Table 1. Mortality / animals treated

Exposure concentration mg/m3.	Mortality (Number dead / total)
	Males	Females	Combined
5836±186	0/5	0/5	0/10

Table 2. Intergroup comparison of mean body weight (g)

Exposure group	Males			Females
	Day 0 #	Day 7	Day 14	Day 0 #	Day 7	Day 14
Control	223	258	301	206	218	236
Test substance	219	242*	284	206	212	233

# Pre-exposure

*statistically significant difference from control

 

Applicant's summary and conclusion

Interpretation of results:

GHS criteria not met

Conclusions:

In an acute inhalation toxicity study performed in compliance with GLP and following a OECD 403 guideline the LC50 of the test substance after a 4 hour nose-only exposure was greater than 5836 mg/m3 in male and female rats.

Executive summary:

In an acute inhalation toxicity study performed in compliance with GLP and following a OECD 403 guideline, a group of five male and five female young adult Tif:RAI f (SPF) rats were exposed by nose-only inhalation route to an aerosol of test substance in absolute ethanol (as a 30% w/w solution) for 4 hours to a concentration of 5836 ± 186 mg/m³. Animals were observed for 14 days. Body weights were measured on days 1 (prior to exposure), 7 and 14. Clinical signs were recorded during the exposure at 1, 2 and 4 hours, 2 hours after exposure and then daily throughout the study. All animals were examined macroscopically at the end of the study. A control group of equal size was exposed to an inhalation of absolute ethanol GR (as a 30% w/w solution) under the same conditions as the test substance animals, within one week of the test substance study exposure. Test atmospheres were analyzed for aerosol concentration and particle size distribution.

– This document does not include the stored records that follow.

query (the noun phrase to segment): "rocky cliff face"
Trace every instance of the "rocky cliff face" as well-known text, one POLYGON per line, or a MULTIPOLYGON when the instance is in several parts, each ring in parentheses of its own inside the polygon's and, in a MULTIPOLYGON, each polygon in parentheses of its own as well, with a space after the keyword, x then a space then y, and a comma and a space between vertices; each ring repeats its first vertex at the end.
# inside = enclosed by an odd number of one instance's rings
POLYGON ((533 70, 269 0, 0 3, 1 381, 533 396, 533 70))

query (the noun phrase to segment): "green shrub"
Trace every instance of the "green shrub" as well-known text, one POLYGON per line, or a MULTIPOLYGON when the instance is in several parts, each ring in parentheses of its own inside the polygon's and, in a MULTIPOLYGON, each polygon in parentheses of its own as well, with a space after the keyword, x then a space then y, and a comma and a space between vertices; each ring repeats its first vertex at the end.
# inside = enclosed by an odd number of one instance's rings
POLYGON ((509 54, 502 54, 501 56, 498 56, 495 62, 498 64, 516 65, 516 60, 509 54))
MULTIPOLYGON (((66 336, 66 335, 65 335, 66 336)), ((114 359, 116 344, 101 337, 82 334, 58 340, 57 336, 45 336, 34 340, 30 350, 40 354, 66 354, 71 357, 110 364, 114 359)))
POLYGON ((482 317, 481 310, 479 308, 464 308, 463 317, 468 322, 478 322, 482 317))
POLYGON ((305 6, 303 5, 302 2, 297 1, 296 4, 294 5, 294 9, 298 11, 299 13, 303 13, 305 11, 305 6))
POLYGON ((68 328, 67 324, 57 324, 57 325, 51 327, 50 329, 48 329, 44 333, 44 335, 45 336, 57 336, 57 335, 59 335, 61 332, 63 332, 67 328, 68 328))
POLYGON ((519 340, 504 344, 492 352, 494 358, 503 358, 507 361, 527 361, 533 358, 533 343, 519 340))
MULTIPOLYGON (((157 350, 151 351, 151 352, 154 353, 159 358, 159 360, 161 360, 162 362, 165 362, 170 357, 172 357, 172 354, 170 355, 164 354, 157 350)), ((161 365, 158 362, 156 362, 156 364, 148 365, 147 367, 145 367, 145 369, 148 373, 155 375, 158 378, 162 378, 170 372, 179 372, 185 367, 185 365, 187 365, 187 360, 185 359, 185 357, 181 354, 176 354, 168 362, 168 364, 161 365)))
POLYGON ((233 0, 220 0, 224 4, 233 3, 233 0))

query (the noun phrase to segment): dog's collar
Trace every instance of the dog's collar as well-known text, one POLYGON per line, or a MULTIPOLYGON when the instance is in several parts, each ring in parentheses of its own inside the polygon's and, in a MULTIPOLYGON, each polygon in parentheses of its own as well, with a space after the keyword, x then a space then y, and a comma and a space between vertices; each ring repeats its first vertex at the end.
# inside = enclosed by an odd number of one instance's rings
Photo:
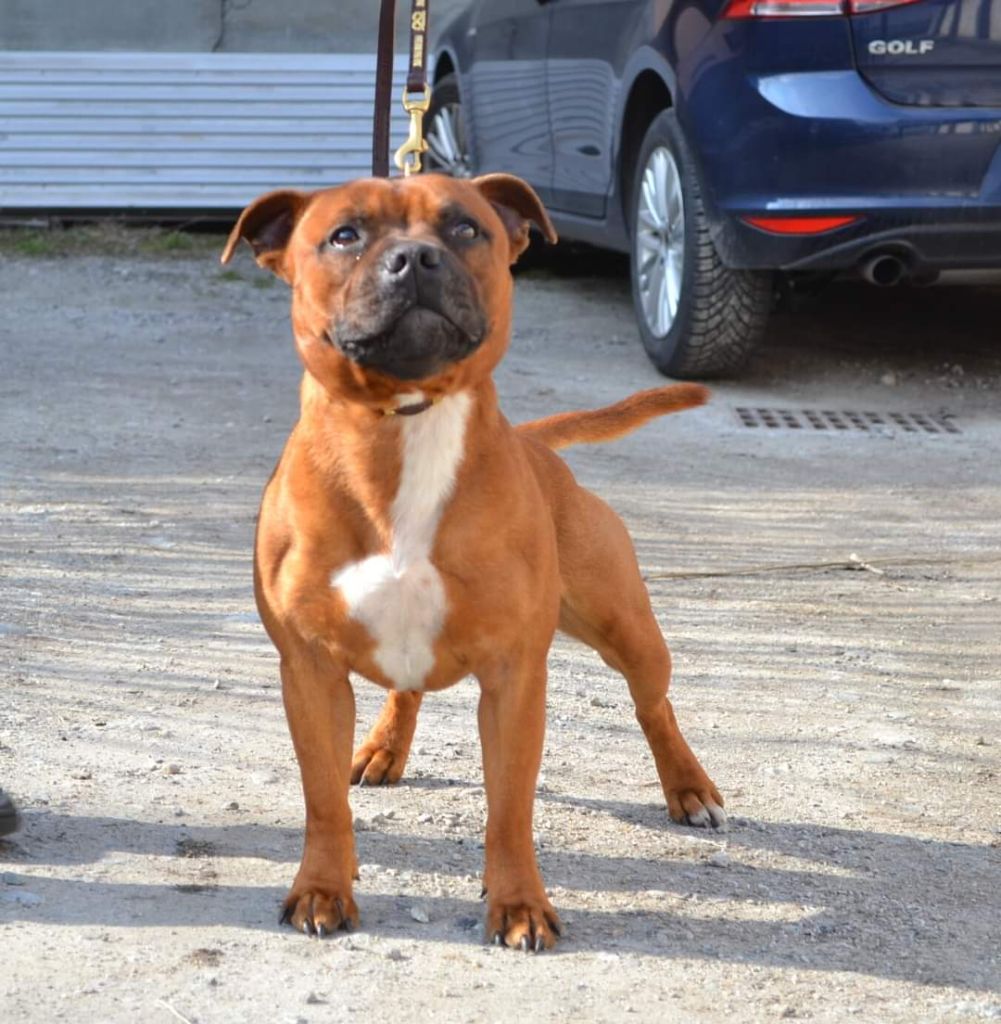
POLYGON ((416 416, 418 413, 427 412, 432 405, 437 405, 440 398, 425 398, 423 402, 414 402, 413 405, 400 405, 395 409, 383 409, 383 416, 416 416))

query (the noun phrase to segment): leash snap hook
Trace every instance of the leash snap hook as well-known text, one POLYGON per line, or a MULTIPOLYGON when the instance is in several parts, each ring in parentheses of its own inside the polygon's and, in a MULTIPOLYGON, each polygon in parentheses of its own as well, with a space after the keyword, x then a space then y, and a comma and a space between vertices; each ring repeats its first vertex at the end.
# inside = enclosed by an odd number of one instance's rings
POLYGON ((421 169, 421 153, 427 152, 424 138, 424 115, 431 106, 431 87, 424 86, 423 93, 414 94, 403 90, 403 109, 410 115, 410 134, 407 141, 396 151, 393 159, 405 176, 417 174, 421 169))

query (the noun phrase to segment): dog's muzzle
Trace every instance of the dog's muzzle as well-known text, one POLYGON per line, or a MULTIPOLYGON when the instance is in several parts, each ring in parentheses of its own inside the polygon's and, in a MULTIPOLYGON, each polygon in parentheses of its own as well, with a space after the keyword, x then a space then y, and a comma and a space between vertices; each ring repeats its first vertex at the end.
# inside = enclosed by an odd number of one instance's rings
POLYGON ((468 272, 440 246, 408 241, 388 248, 367 284, 330 331, 359 366, 420 380, 465 359, 486 336, 468 272))

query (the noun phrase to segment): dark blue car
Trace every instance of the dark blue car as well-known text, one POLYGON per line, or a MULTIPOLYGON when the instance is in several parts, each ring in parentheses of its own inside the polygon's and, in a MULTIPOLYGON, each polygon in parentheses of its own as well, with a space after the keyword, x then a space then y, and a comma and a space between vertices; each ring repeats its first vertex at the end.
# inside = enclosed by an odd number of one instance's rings
POLYGON ((777 271, 1001 267, 1001 0, 478 0, 436 57, 432 167, 629 252, 673 376, 740 366, 777 271))

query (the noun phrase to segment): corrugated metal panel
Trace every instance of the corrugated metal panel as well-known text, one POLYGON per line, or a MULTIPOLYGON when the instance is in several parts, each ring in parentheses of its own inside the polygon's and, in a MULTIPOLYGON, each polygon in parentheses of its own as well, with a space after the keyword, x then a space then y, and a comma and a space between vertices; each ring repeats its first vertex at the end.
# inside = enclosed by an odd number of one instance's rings
POLYGON ((238 209, 366 175, 374 82, 370 54, 0 52, 0 211, 238 209))

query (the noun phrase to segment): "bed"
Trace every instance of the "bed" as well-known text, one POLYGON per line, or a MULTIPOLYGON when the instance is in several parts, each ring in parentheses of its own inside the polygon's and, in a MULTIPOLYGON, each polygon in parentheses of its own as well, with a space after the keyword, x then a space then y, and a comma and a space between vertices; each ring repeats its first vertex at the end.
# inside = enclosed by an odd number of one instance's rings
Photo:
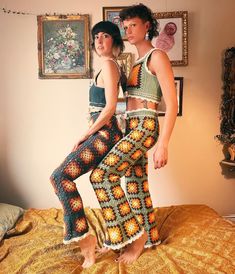
MULTIPOLYGON (((0 274, 76 273, 235 273, 235 225, 206 205, 155 208, 161 245, 146 249, 131 265, 114 261, 117 253, 97 254, 82 269, 76 243, 64 245, 61 209, 28 209, 0 242, 0 274)), ((106 237, 100 209, 86 208, 99 246, 106 237)))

There were no deaths. Signs of systemic toxicity (ruffled fur, dyspnea, abnormal body positions and reduced activity) were seen in control and, to a greater severity, in test animals. All animals had fully recovered by day 9 of the study. All animals gained body weight during the study. The males exposed to the test article experienced a significantly lower body weight gain compared to controls. There were no macroscopic abnormalities at the examination post-mortem.

The acute inhalation LC₅₀ of test substance after a 4-hour nose-only exposure was greater than 5836 mg/m³ in male and female rats.